Atualização: 27 de novembro de 2025, 03h50
Pela primeira vez, o grupo islâmico admitiu abertamente que os seus membros caíram nos túneis.
O grupo Hamas, sancionado pelos palestinos, concedeu na quarta-feira permissão a Israel para permitir a passagem segura de dezenas de seus combatentes em túneis no sul da Faixa de Gaza.
O pedido veio depois que o exército israelense disse ter matado mais de 20 Hama Astods na semana passada, “que escaparam da infraestrutura terrorista subterrânea na região e interromperam outras produções”.
“Respeitaremos totalmente a vida dos combatentes até que voltem para casa”, disse o Hamas num comunicado aos rapazes.
Pela primeira vez, o grupo islâmico admitiu abertamente que os seus membros caíram nos túneis.
A mídia israelense informou que, durante semanas, entre 100 e 200 Hamas mantiveram uma rede de túneis sob a cidade de Rafah, na Faixa de Gaza controlada pelos militares, na área de Rasi Namouzariah.
De acordo com os termos da cessação das operações militares dos EUA, ocorrida em 10 de outubro, o exército israelita assumiu a chamada “linha amarela” dos territórios palestinianos, que marca a área sob controlo israelita.

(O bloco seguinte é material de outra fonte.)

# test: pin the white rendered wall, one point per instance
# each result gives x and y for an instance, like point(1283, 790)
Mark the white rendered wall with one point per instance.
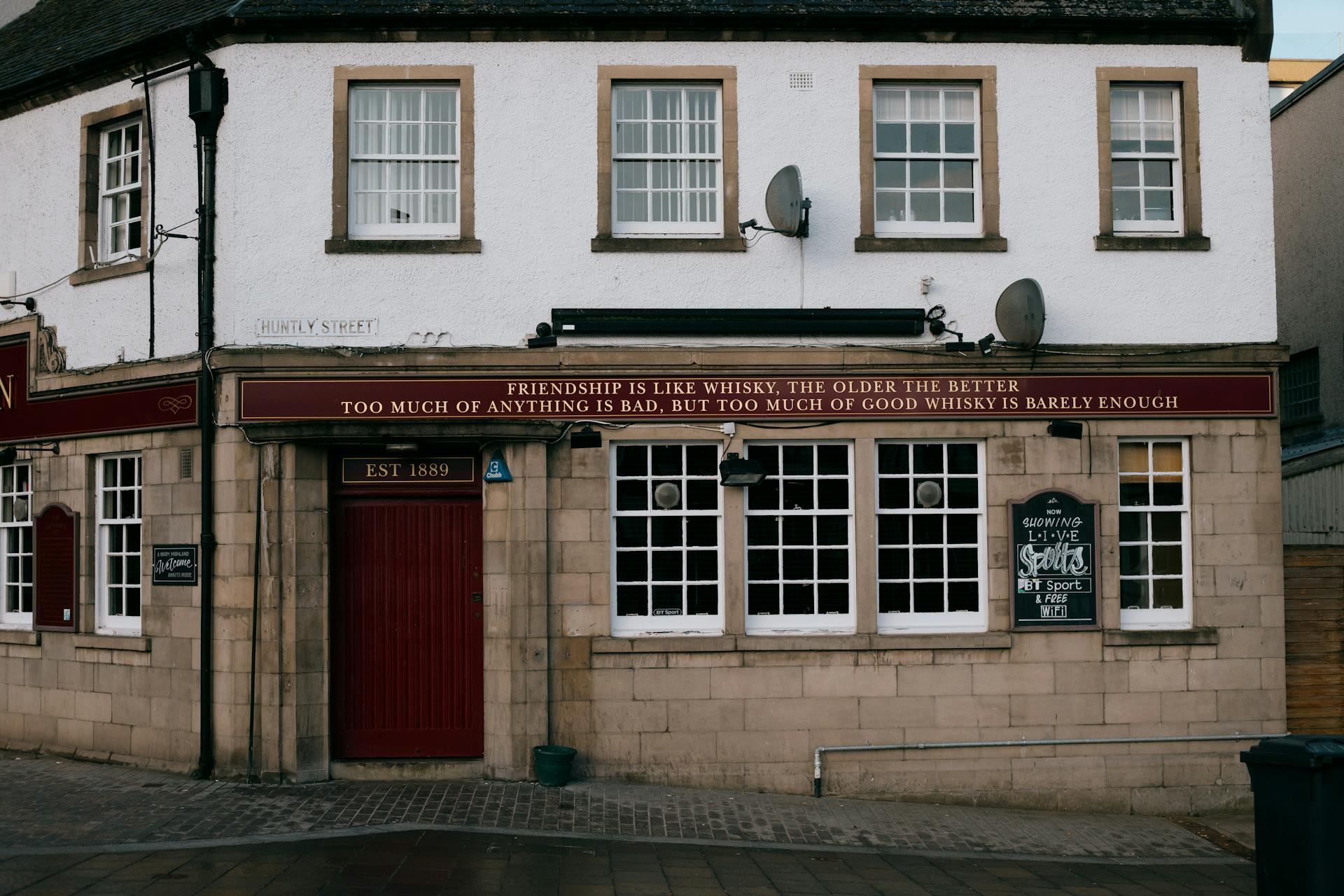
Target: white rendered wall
point(536, 202)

No início deste mês, Steve Witkoff, que na segunda-feira na Conferência de Negócios em Miami discursou sobre “200 combatentes em Rafah, poderia ser um teste ou uma conversa para ambas as partes e para o Hamas”.
Porém, a aparência dos israelenses não quer ser libertada do túnel.
A estrutura do governo israelense este mês para AFPS Benjinoh Benstanahmu “em seu lugar destrói opções de segurança inestimáveis e destrói a Faixa de Gaza”.
Num comunicado divulgado na quarta-feira, o Hamas acusou Israel de violar o acordo de reconstrução ao “procurar, eliminar e deter contra-militantes, que estão previstos no esforço de Rafah”.